Er hoffte in der Tat heimlich: die Güte und Dankbarkeit des alten Malcolm werde die zarte Hand seiner Tochter noch einmal in die seine legen. Wenn es aber geschah, dass die Blüte der Ritterschaft um Schön-Harriet warb, dann waren die Aussichten für den ehrgeizigen Dienstmann sehr schlecht. Was vermochte dann seine weitgerühmte Klugheit, was vermochte seine Tapferkeit gegen Jugend und edles Blut und ritterliche Schönheit des Leibes?

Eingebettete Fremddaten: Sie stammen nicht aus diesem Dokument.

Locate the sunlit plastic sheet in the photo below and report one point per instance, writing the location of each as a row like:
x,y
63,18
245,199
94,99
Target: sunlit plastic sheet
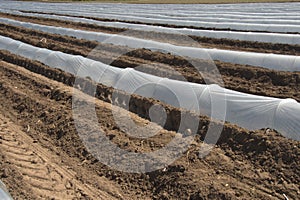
x,y
235,35
270,61
246,110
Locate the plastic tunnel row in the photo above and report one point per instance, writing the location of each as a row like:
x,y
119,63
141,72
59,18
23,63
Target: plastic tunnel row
x,y
293,39
280,28
259,10
270,61
245,110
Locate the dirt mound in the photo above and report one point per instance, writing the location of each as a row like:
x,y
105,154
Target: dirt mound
x,y
244,164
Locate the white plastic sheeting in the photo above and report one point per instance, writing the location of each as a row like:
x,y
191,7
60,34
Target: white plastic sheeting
x,y
279,28
278,38
249,111
253,17
270,61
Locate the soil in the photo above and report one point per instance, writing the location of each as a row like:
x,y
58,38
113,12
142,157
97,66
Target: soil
x,y
248,79
44,157
38,127
170,38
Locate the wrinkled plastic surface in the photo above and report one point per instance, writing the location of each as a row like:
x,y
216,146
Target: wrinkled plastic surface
x,y
270,61
249,111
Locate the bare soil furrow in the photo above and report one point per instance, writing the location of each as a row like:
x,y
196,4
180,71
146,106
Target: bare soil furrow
x,y
240,159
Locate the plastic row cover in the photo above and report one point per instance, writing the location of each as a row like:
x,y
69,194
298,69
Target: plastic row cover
x,y
234,35
271,61
245,110
280,28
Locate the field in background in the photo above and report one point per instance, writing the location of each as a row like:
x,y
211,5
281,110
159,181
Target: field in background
x,y
171,1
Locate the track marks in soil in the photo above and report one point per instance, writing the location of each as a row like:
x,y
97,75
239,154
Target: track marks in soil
x,y
39,167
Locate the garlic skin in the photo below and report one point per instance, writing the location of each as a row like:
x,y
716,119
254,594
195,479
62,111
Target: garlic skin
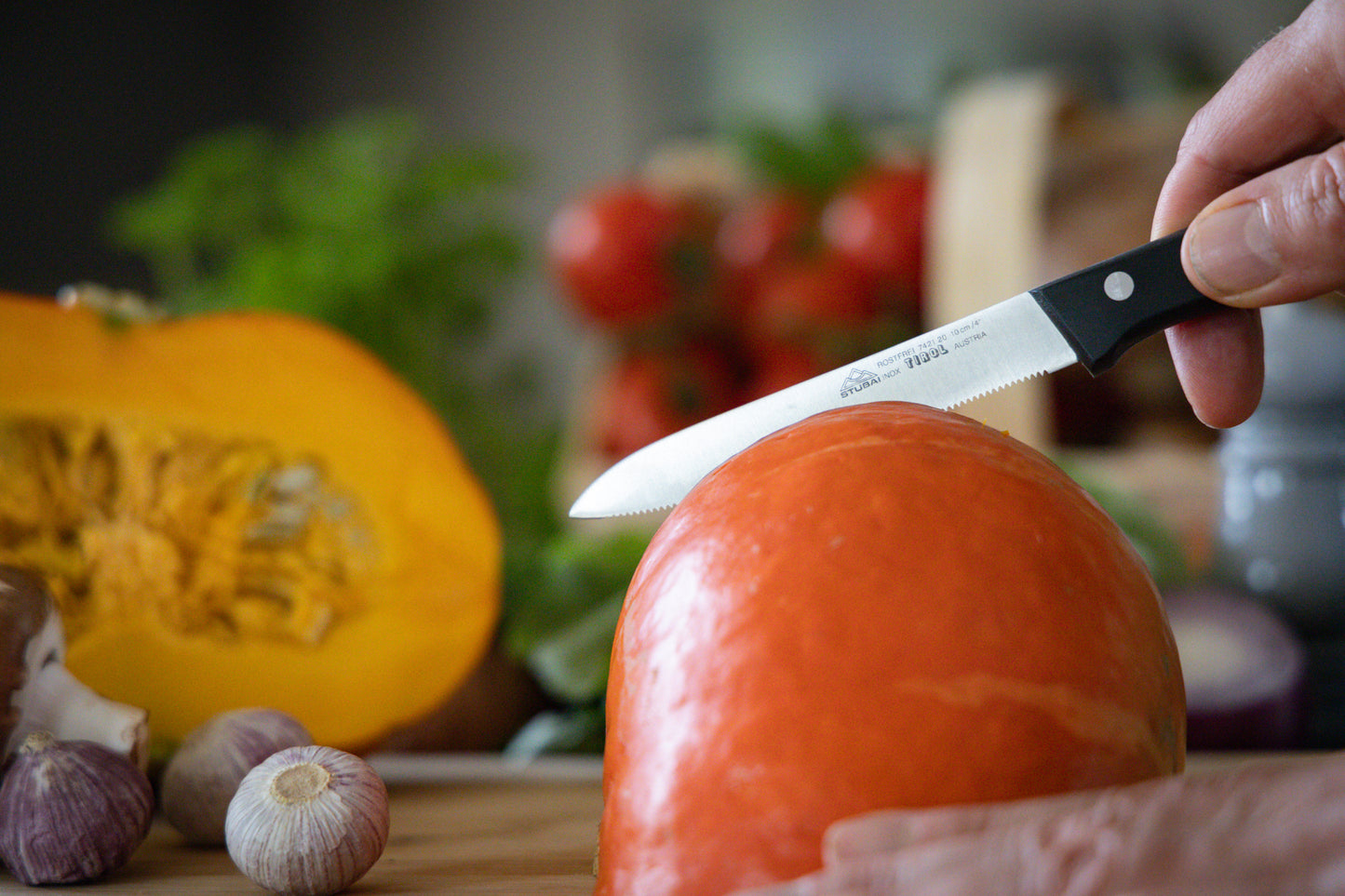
x,y
205,771
308,821
72,810
42,693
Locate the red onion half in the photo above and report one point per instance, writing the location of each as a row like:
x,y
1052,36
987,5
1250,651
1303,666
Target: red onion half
x,y
1243,667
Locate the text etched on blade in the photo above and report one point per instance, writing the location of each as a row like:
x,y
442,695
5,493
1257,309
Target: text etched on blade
x,y
910,356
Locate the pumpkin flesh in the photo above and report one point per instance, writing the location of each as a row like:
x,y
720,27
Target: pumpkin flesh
x,y
241,509
882,606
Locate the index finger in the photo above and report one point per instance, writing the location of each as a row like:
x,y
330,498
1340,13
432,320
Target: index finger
x,y
1287,100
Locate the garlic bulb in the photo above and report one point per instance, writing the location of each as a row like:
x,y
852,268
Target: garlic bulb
x,y
72,810
308,821
202,775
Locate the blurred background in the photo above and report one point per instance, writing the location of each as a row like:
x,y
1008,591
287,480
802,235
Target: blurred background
x,y
100,97
1039,133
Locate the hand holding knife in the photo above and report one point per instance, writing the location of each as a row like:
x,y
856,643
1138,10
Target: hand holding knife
x,y
1090,316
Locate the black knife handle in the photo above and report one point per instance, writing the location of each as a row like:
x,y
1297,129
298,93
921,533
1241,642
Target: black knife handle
x,y
1105,310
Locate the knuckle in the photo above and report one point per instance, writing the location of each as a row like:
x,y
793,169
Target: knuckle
x,y
1320,201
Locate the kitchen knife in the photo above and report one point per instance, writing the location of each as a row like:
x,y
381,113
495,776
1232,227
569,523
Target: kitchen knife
x,y
1090,316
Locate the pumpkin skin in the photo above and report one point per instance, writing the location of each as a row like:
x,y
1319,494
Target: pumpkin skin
x,y
428,599
881,606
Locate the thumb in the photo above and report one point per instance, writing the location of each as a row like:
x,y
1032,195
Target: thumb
x,y
1277,238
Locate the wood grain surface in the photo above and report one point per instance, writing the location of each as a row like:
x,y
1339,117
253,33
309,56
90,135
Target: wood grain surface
x,y
459,825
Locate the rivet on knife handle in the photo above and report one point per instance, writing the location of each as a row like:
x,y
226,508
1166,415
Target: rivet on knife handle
x,y
1106,308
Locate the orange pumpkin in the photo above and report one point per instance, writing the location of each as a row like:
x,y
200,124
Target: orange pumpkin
x,y
881,606
242,509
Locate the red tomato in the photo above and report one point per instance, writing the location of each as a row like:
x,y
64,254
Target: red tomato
x,y
650,395
810,296
756,233
877,223
613,252
779,365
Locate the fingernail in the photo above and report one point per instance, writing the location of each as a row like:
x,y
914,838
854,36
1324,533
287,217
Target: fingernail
x,y
1231,250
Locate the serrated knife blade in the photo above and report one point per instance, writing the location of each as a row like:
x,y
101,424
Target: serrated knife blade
x,y
1090,316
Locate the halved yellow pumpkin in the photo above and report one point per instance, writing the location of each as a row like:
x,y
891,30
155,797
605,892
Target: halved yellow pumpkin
x,y
242,509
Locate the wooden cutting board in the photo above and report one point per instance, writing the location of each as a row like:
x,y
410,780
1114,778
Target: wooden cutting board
x,y
459,825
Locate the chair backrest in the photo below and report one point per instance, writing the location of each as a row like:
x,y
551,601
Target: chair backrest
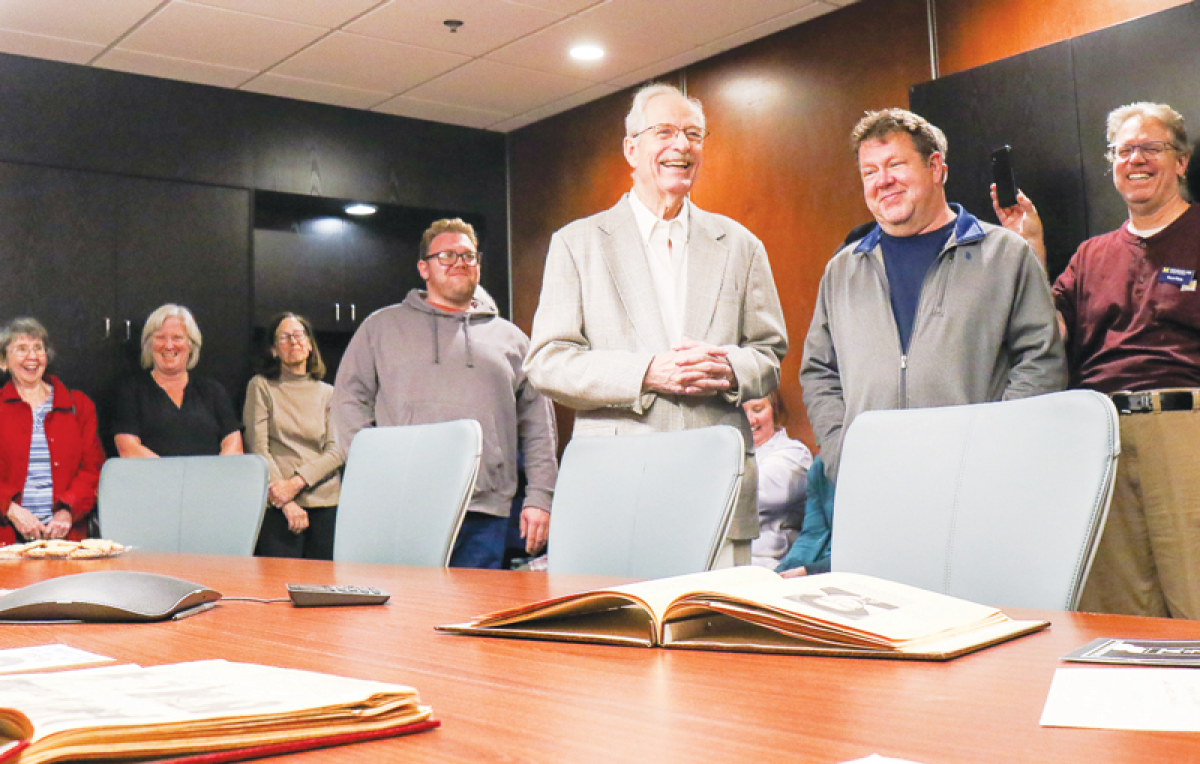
x,y
406,491
191,504
999,503
645,506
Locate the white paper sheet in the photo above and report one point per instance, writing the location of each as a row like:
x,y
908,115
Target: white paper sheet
x,y
46,656
1162,699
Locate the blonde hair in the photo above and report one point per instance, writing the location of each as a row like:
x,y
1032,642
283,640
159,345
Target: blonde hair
x,y
155,322
1170,119
447,226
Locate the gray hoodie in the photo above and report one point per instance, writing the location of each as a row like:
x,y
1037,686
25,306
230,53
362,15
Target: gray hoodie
x,y
414,364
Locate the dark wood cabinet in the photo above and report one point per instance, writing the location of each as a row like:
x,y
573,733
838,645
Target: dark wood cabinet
x,y
334,269
91,254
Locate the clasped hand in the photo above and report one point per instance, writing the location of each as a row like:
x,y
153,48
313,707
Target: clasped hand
x,y
690,368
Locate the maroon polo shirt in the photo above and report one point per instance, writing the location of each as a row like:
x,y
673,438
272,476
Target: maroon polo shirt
x,y
1133,310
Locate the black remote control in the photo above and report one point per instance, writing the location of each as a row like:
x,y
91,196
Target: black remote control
x,y
315,595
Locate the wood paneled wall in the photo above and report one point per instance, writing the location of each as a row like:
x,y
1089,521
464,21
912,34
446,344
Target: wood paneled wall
x,y
780,110
973,32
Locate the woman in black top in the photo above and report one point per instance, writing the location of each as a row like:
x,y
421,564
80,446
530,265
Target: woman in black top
x,y
171,411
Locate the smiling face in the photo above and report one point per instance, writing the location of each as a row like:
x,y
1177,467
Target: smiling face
x,y
171,348
665,172
905,193
451,286
762,420
1147,184
292,346
25,360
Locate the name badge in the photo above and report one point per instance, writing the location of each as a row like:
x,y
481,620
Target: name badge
x,y
1181,277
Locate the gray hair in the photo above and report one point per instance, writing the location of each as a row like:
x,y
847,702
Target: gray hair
x,y
635,121
927,138
24,326
1170,119
155,322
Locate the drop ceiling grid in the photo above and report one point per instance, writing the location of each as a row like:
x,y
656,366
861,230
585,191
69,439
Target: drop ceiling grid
x,y
504,68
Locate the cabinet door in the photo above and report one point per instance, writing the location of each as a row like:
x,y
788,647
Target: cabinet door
x,y
300,271
189,244
381,268
57,254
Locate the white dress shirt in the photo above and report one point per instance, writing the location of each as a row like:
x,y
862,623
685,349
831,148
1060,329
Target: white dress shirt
x,y
666,250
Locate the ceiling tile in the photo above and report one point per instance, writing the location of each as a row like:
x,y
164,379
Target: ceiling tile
x,y
403,106
87,20
217,36
487,24
659,67
562,6
369,64
695,22
43,47
327,13
321,92
625,49
557,107
174,68
767,28
498,88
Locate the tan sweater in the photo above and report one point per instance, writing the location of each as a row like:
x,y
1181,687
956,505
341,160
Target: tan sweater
x,y
287,421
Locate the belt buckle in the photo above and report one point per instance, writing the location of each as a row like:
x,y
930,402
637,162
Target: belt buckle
x,y
1141,402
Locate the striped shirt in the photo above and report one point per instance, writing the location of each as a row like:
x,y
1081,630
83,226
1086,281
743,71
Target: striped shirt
x,y
39,494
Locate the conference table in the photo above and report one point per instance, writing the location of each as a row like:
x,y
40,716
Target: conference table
x,y
529,701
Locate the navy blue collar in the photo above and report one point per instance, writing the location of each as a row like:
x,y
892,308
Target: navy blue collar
x,y
966,230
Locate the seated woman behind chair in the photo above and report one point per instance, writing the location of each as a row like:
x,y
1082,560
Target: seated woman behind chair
x,y
287,421
783,468
169,411
49,451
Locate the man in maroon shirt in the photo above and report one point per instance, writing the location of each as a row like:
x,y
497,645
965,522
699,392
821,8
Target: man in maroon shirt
x,y
1131,317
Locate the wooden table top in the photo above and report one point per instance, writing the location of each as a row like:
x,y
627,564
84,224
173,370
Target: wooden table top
x,y
526,701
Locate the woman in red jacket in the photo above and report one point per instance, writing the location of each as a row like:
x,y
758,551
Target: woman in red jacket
x,y
49,451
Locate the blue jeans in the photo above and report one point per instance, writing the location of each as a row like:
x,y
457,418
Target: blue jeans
x,y
480,541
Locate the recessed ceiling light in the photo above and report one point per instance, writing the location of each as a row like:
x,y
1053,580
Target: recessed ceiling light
x,y
587,53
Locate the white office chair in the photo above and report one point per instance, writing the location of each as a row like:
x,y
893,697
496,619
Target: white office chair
x,y
999,503
406,491
645,506
190,504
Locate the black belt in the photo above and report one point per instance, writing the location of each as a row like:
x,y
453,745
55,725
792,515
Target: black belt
x,y
1150,401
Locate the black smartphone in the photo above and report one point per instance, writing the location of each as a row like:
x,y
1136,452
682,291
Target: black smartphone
x,y
1003,176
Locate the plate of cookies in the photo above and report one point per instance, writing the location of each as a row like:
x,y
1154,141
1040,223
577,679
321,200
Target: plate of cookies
x,y
63,549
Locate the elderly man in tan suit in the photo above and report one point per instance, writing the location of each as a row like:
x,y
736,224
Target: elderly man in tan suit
x,y
655,314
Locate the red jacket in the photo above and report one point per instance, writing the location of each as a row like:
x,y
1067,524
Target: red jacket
x,y
76,453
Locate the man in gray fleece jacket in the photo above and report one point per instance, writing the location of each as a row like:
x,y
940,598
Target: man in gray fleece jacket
x,y
445,354
933,307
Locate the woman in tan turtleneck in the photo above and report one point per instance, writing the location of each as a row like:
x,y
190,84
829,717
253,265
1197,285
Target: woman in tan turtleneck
x,y
287,421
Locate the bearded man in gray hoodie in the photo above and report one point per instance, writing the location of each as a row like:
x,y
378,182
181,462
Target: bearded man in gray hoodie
x,y
445,354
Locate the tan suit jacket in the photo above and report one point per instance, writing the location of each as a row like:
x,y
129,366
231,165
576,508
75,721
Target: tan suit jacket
x,y
598,326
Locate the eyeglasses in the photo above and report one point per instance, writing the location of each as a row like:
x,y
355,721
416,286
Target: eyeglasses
x,y
1150,150
24,350
667,133
449,257
298,337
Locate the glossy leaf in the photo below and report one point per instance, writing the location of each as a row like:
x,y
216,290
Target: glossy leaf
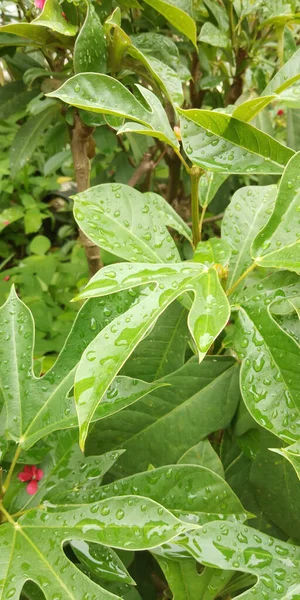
x,y
203,454
104,94
228,546
271,359
51,17
278,244
183,489
50,406
213,252
107,215
177,13
248,212
163,350
292,453
28,552
105,356
166,415
90,46
28,137
221,143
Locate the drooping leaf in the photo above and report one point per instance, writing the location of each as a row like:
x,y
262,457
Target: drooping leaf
x,y
163,350
177,13
90,46
34,407
28,137
278,244
52,17
28,552
248,212
221,143
103,94
203,454
271,358
166,415
228,546
105,356
108,215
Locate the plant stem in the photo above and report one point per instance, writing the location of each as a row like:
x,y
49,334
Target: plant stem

Mit tückischen Gedanken sah Glenalvon der Jungfrau nach. Ihr goldenes Haar war wie der Sonnenschein, der im Frühling an dem alten Burggemäuer lehnte.

Harriet hatte an diesem Morgen ein Band von Perlen durch dies goldene Haar gezogen. Da war sie noch viel schöner geworden. Sie trug ein seegrünes Überkleid über dem dunkelroten Untergewande. Das war in der Mitte von einem köstlichen Gürtel gehalten. Den hatte einer ihrer Väter von der Fahrt zum heiligen Grabe heimgebracht. Die gestickten Sandalen ihrer Füsse schwebten leicht über die Fliesen des Burghofs. Ihr geschmeidiger Gang war von edler Anmut.

Vielleicht wäre der Marschalk hinter ihr dreingeschritten, um noch mit ihr reden zu können. Aber viel gaffendes Volk war Zeuge ihres Zwiegesprächs gewesen. Drum wandte er sich und gab den Knechten mit rauhen Worten seine Befehle.